Norman Sturner, president and founder of murray hill properties, doesn’t see Fifth Avenue as having lost any prestige. In fact, he feels its possible that values may increase.
“I have no doubt that Fifth Avenue will retain its glamour, it’s shine,” he said.
Murray Hill is an owner of 530 Fifth Avenue, controlling 40,000 square feet of space—approximately12,500 of which is on the ground floor, 19,000 of second floor and mezzanine space, and 18,000 below grade. Mr. Sturner estimates the square footage to be worth between $16 million and $20 million total. Why is he confident in the building’s value? Limited supply. Middle market retailers have sought locations on Fifth Avenue between 42nd and 52nd streets, while luxury goods purveyors have remained between 52nd and 59th. “We are quickly running out of retail space from 42nd street to 52nd street,” said Mr. Sturner.

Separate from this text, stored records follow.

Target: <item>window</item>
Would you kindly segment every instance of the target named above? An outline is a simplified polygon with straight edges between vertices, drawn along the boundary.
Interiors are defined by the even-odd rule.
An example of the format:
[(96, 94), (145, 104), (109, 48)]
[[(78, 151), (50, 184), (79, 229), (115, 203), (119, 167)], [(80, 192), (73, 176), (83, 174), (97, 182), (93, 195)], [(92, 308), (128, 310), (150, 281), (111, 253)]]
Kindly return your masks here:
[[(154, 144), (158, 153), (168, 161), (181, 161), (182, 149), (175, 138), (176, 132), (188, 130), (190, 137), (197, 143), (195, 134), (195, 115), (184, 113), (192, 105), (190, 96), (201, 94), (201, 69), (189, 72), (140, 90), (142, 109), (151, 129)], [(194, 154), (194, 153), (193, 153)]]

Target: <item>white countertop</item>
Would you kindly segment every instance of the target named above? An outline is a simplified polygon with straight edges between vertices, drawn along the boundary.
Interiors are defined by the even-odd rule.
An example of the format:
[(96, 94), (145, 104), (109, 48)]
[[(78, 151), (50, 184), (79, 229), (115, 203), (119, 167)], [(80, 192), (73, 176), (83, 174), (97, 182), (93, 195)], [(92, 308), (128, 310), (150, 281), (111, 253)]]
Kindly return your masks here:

The prestige of Fifth Avenue is a horse of a different color when compared to other prime retail locations in the world, like London or the burgeoning China, he said. “New York City is still the number one location for business, for visitors, for transparency,” said Mr. Sturner.
Powerhouse retail broker, Joseph Sitt, CEO of Thor Equities, also feels that the report does not accurately reflect the rent value of Fifth Avenue. “From every metric, whether its sales, whether its offers being made—if anything (the value) is even higher than that,” he said.
Mr. Sitt, whose Thor Equities has several investments on the Avenue, said he knows of three prospective tenants – all retailers – who have made offers of over $3,000 per square foot on H&M’s space at stawski partners’ 505 Fifth Avenue. “We know the demand is absolutely incredible,” Mr. Sitt said.
With shoppers from all over the world visiting shops in the area and many interested prospective tenants, the city’s prime retail street could also have room to increase in value, he suggested. “I don’t see Fifth Avenue abating,” said Mr. Sitt. “If you walk it, that says it all.”
Ultimately, the far-reaching renown of Fifth Avenue as a retail hub has been earned over generations and is not going away. Neither are the high square foot valuations. “We’re not building Fifth Avenue high rises, we’re just not,” Mr. Sturner said. “…we have to deal with the inventory that’s here.” This is the first time in 11 years that the famous New York street has not sat atop C&W’s list of the world’s most valuable shopping areas and with new lease deals at higher values, it could reclaim the top spot again sooner than later.